Mahasuci firman Allah dari hal itu semua. Imam Ahmad melarang talhin dalam
membaca Al-Qur'an, yaitu yang menyerupai lagu, beliau berkata : "Itu bid'ah.
Ibnu Katsir rahimahullah dalam Fadhaa 'ilul Qur'an mengatakan:
"Sasaran yang diminta menurut syara' tiada lain yaitu memperindah suara yang
dapat mendorong untuk merenungkan dan memahami Al-Qur'an yang mulia dengan
khusyu', tunduk, dan patuh penuh ketaatan. Adapun suara-suara dengan lagu yang
diada-adakan yang terdiri atas nada dan irama yang melalaikan, serta aturan
musikal, maka Al-Qur'an adalah suci; dari hal ini dan tak layak jika dalam
membacanya diperlakukan demikian." (Lihat kitab Fadhaa'ilul qur'an, oleh Ibnu
Katsir, him. 125-126.)
Syaikhul Islam Ibnu Taimiyah mengatakan: "Irama-irama yang
dilarang para ulama untuk membaca Al-Qur'an yaitu yang dapat memendekkan huruf
yang panjang, memanjangkan yang pendek, menghidupkan huruf yang mati dan
mematikan yang hidup. Mereka lakukan hal itu supaya sesuai dengan irama
lagu-lagu yang merdu. Jika hal itu dapat mengubah aturan Al-Qur'an dan
menjadikan harakat sebagai huruf, maka haram hukumnya. (Lihat Haasyiatu
Muqaddimatit Tafsiir, oleh Ibnu Qaasim, him. 107.)

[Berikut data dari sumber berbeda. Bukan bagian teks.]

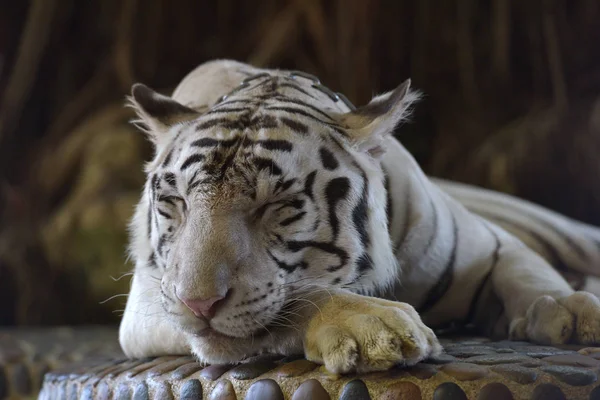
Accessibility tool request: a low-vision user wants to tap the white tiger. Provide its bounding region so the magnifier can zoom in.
[120,60,600,373]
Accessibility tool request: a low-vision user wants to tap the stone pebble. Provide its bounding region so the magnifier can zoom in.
[132,382,150,400]
[540,365,598,386]
[446,346,497,358]
[200,365,232,381]
[531,383,567,400]
[79,384,94,400]
[339,379,371,400]
[208,379,237,400]
[115,383,131,400]
[440,363,489,381]
[94,382,111,400]
[433,382,469,400]
[229,360,277,381]
[407,363,437,380]
[542,354,600,368]
[464,353,532,365]
[292,379,330,400]
[590,386,600,400]
[171,362,202,380]
[477,382,514,400]
[274,360,318,378]
[244,379,284,400]
[491,364,538,385]
[426,353,458,364]
[379,381,423,400]
[146,357,190,377]
[154,382,174,400]
[179,379,202,400]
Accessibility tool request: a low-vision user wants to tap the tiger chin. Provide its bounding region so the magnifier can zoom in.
[120,60,600,373]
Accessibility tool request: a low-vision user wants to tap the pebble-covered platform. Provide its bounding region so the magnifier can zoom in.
[0,329,600,400]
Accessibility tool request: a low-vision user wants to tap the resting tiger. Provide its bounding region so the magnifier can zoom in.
[120,60,600,373]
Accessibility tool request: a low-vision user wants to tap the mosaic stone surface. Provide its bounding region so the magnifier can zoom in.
[0,329,600,400]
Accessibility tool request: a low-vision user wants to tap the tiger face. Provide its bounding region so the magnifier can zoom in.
[127,61,414,360]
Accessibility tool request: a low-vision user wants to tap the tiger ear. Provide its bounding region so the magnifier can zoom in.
[129,83,200,146]
[340,79,420,158]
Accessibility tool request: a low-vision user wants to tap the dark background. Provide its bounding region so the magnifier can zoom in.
[0,0,600,325]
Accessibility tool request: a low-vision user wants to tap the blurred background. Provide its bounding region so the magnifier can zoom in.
[0,0,600,325]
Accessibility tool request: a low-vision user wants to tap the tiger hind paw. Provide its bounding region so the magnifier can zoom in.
[509,292,600,345]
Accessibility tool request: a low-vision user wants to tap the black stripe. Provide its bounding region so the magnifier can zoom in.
[156,234,167,256]
[247,114,279,129]
[383,169,394,234]
[179,154,204,171]
[186,178,214,195]
[419,212,458,313]
[163,172,177,186]
[394,185,412,253]
[148,252,158,269]
[150,174,160,192]
[356,253,373,278]
[465,224,502,324]
[279,211,306,226]
[352,171,370,251]
[319,147,340,171]
[275,178,296,193]
[252,157,283,175]
[215,152,237,181]
[325,177,350,240]
[146,202,152,239]
[162,147,175,168]
[276,199,304,211]
[156,208,173,219]
[423,197,440,256]
[213,99,252,109]
[190,137,240,148]
[256,139,294,152]
[280,117,308,135]
[304,171,317,201]
[205,107,252,115]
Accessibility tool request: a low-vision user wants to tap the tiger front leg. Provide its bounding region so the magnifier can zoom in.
[492,247,600,345]
[304,291,442,373]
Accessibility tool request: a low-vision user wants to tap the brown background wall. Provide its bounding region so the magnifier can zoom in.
[0,0,600,325]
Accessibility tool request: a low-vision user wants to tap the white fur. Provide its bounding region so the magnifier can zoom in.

Disunatkan mengkhatamkan Al-Qur'an setiap minggu, dengan setiap
hari' membaca sepertujuh dari Al-Qur'an dengan melihat mushaf, karena melihat
mushaf merupakan ibadah. Juga mengkhatamkannya kurang dari seminggu pada
waktu-waktu yang mulia dan di tempat-tempat yang mulia, seperti: Ramadhan, Dua
Tanah Suci dan sepuluh hari Dzul Hijjah karena memanfaatkan waktu dan tempat.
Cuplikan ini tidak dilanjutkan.